From Alan Beatts who writes that in less than two days, Borderlands has met its goal and will remain on the Planet Earth for at least another year.
Though we are still accepting sponsorships and will continue to do so for the remainder of the year, at roughly 2:30 pm we reached our goal of 300 sponsors. Borderlands will remain open until March 31st, 2016.
Earlier, published Feb. 19th at 6 p.m.
Fans of Borderlands Books came out in droves to a community meeting last week after the beloved fantasy bookshop announced it was closing. They offered new business ideas and, perhaps most importantly, their fervent support for Valencia’s Street bastion of science fiction, fantasy, and mystery books.
Owner Alan Beatts was apparently taking notes. As a byproduct of the meeting, Beatts and Borderlands’ staff announced Thursday that they’ve got a new plan that, if it works, will keep the store open.
Borderlands plans to offer its most dedicated patrons a sponsorship model, in which sponsors pay $100 a year in exchange for several benefits. To survive for another year, he needs 300 people to sign up as sponsors to raise $30,000. That he says will cover the additional payroll cost of the minimum wage increase which he previously cited as the store’s main reason for closure. To prevent dependence on large donors, individuals can buy only one sponsorship.
If Borderlands doesn’t sign up 300 members by March 31, the store will close. If its sponsors don’t renew their sponsorship in the following year, the store will close then. For now, Beatts says he feels “cautiously optimistic.”

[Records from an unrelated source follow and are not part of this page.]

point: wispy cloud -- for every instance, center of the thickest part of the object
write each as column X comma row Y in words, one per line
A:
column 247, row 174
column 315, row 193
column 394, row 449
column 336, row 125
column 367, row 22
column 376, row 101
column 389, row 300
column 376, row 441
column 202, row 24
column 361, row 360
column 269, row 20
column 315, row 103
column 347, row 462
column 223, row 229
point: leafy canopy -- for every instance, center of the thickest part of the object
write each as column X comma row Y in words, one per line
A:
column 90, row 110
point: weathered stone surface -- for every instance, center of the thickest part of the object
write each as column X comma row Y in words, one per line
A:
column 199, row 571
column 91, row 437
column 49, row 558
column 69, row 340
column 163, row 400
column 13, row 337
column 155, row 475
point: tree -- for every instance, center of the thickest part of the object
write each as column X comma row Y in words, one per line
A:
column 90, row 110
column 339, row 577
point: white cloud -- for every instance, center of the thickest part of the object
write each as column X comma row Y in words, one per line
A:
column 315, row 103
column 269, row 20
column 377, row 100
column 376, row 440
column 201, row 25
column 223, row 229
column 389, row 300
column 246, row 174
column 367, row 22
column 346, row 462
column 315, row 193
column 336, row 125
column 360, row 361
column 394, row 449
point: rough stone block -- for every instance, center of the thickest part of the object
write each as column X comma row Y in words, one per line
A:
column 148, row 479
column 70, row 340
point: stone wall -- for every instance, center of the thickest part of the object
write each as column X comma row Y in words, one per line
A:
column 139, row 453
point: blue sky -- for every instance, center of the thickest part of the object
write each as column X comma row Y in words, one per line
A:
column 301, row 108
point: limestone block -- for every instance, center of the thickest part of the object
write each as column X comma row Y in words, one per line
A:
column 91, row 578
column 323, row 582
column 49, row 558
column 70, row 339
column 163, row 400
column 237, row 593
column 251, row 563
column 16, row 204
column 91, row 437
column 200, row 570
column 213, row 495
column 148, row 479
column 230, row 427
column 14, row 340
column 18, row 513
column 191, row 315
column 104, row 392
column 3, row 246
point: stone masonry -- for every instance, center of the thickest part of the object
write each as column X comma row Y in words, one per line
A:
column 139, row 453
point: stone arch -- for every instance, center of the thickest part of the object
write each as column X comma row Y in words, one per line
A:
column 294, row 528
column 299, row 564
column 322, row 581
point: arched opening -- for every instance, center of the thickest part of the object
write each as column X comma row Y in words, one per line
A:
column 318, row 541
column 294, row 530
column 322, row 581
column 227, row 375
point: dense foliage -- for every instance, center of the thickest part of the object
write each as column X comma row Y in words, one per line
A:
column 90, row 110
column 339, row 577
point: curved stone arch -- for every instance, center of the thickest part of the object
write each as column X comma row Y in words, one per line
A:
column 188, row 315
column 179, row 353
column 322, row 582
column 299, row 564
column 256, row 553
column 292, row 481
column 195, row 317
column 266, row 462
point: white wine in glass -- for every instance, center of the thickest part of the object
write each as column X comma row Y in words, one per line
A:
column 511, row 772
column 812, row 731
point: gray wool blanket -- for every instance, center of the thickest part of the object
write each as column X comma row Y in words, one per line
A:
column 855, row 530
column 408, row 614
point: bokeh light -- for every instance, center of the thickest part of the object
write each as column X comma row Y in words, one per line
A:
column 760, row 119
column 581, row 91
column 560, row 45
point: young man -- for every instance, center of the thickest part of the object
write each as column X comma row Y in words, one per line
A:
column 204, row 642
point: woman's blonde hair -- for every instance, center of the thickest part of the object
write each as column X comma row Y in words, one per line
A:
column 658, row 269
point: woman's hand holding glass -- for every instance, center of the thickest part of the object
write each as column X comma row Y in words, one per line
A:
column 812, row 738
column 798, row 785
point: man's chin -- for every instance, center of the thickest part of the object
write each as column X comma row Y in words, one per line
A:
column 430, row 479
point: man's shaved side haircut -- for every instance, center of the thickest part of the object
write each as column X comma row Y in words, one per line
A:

While they’re still hammering out all the potential benefits, sponsors will get reserved seating at author events, the ability to rent the cafe for private events, and the opportunity to purchase special print items not available to the general public.
In a statement shared with Mission Local, and available in full on Borderlands’ website, Beatts says he was initially hesitant to establish a membership model because he didn’t believe it to be sustainable and “didn’t think it was right for a for-profit business to ask for a hand-out to continue operating.”
What changed Beatts’ mind? In part, it was the intensity with which Borderlands patrons showed their support. He was taken aback by how many people were willing to just hand over money to the struggling business. Several community meeting attendees suggested a membership plan in which enrolled members could simply pay more for Borderlands merchandise.
“The other thing that was made clear to me at the meeting was that people really valued the social aspect of Borderlands, as well as valuing our recommendations, curation, and suggestions,” Beatts writes. “Of course, I value it too, as do all our staff, but I didn’t realize just how much it meant to other people.”
That social, community value inspired Beatts to try this sponsorship plan. One of the benefits of being a sponsor will be invites to Borderland special events, parties, and writing workshops.
To those fantasy bookstore fans who had been crestfallen by news the store’s imminent closure and are reading this update now, Beatts says: “I apologize for the whiplash that you may be experiencing right about now—everyone at Borderlands is feeling it too.”